You don't need to know what you're actually doing to use the process. [^ 1] The most troublesome thing is that the calling method changes, such as changing arguments and return values. The interface acts as a promise to the implementer. [^ 2]

Mounting side

Switching from CalculatorImpl to CalcImplSecond makes it very easy to switch between class entities. This time it is new directly, but if you use the factory method etc., you will not let the caller know that the entity of the class has been switched at the time of version upgrade etc. You can minimize the fix, for example, if you have to deprecate a class.

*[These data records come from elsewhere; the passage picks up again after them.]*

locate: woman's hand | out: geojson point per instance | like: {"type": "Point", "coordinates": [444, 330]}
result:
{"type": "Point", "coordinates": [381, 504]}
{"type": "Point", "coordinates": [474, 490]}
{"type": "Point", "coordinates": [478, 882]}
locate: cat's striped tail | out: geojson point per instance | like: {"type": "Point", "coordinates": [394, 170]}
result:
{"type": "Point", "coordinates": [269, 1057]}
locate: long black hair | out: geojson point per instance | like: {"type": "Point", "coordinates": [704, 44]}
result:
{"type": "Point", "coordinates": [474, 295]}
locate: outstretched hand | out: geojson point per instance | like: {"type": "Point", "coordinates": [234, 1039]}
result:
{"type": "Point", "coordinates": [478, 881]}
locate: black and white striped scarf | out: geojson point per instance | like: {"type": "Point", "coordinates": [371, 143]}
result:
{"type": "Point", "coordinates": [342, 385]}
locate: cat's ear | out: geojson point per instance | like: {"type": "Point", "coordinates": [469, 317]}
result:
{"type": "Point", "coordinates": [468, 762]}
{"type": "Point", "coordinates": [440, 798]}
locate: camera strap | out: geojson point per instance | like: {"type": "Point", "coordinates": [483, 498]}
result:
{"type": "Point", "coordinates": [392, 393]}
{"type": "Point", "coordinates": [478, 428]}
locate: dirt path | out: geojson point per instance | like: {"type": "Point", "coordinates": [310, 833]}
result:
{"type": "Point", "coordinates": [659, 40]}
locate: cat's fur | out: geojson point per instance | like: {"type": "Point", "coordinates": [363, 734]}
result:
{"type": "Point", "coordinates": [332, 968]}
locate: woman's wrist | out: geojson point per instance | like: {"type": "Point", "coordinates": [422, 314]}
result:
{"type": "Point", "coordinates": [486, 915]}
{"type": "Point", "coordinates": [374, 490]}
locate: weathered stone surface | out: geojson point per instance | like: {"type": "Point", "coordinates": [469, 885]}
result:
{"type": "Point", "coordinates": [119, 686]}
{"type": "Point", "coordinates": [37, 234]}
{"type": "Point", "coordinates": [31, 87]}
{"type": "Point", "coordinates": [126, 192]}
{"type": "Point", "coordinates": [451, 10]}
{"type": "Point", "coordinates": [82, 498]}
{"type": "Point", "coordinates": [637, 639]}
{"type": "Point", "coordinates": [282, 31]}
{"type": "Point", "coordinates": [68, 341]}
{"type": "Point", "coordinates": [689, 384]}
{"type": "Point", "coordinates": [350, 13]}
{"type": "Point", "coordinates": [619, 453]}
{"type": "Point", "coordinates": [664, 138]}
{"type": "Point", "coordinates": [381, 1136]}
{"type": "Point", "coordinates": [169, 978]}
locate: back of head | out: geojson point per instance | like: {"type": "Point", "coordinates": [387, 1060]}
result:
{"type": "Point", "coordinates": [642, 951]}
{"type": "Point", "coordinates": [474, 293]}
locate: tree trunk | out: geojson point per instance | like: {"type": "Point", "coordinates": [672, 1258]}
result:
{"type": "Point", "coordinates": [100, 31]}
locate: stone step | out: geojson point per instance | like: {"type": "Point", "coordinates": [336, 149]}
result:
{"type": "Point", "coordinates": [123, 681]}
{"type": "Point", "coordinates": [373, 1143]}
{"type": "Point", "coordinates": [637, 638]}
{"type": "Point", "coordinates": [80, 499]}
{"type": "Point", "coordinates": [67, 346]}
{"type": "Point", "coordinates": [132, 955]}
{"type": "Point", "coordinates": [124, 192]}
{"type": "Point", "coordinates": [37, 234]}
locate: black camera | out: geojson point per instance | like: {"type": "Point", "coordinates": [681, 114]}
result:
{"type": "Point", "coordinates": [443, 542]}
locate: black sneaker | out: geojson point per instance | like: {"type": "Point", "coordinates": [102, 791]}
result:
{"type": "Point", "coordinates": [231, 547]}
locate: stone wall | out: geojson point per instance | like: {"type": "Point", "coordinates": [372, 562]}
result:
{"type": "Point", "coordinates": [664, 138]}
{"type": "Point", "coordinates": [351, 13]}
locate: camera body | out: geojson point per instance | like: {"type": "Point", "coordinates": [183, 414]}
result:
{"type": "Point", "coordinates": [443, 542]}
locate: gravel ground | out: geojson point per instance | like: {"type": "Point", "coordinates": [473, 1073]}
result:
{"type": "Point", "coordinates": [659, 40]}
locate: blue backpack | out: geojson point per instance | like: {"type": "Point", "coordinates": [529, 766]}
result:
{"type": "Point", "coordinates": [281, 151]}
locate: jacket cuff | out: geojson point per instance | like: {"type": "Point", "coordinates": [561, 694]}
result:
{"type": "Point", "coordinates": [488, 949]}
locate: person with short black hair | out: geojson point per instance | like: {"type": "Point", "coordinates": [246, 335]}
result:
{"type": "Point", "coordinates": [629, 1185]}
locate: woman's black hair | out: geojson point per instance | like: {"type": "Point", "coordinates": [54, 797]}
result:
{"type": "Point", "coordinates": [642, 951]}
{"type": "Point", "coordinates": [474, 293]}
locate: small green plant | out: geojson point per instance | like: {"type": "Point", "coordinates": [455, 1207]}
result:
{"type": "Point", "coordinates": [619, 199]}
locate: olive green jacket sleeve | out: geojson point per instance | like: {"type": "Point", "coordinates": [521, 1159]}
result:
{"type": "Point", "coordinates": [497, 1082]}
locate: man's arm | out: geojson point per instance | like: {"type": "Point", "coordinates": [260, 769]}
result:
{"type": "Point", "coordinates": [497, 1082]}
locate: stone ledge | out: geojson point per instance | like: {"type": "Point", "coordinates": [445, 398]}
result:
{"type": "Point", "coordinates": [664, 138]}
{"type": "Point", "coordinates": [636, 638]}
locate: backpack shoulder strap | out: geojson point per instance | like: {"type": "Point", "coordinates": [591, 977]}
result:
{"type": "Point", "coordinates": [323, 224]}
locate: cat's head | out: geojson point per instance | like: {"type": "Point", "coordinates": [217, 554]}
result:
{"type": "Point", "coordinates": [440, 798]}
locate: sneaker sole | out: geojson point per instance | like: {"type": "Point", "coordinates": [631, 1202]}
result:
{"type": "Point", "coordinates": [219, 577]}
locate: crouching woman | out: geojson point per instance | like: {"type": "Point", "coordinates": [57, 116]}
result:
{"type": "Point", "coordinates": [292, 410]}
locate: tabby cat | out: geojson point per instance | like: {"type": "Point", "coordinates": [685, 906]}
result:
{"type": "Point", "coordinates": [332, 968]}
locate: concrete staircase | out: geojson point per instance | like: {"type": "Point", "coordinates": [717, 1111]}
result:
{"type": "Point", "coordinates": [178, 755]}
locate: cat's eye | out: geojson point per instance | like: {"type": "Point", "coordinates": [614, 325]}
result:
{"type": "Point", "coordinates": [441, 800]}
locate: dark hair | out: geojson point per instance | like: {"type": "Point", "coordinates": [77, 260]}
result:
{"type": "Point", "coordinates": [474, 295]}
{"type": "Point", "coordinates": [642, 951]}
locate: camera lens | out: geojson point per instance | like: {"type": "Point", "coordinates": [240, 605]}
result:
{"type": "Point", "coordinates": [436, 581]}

Actual use of the interface

To be honest, the merit of using the interface is not so great with this sample code. Finally, I would like to introduce where and how it is actually used.

java.sql package (JDBC)

It is used to access the database, but if you look at the contents of the package, most of the classes are interfaces. Connection, PreparedStatement / 8 / docs / api / java / sql / PreparedStatement.html), ResultSet, etc. All the classes I use often are interfaces. The connection method with DB is defined by the interface, and the connection process to each RDBMS such as MySQL and Postgres is distributed as a JDBC driver. It's the interface that allows you to code without knowing which database you're connecting to. [^ 3]

Servlet Most of the classes such as Request, Response, and Session are also interfaces. The implementation class is provided by an application server such as tomcat. Also, the HttpServlet class that we usually write is an abstract class. Override the required http methods, write the URL mapping in an xml file or annotation, and the AP server will do all the setting and tidying up for you.

[^ 1]: For performance reasons, we may be aware of the internal implementation, but ideally, we should not make it aware of the caller. [^ 2]: Actually, the "request" to the implementation side is more accurate in terms of expression, and the story of responsibility can be involved any more. [^ 3]: Since there are dialects depending on the RDBMS, you will often be aware of the difference in connection destination when writing a query. On the contrary, I think that there is almost no awareness of the connection destination other than the query.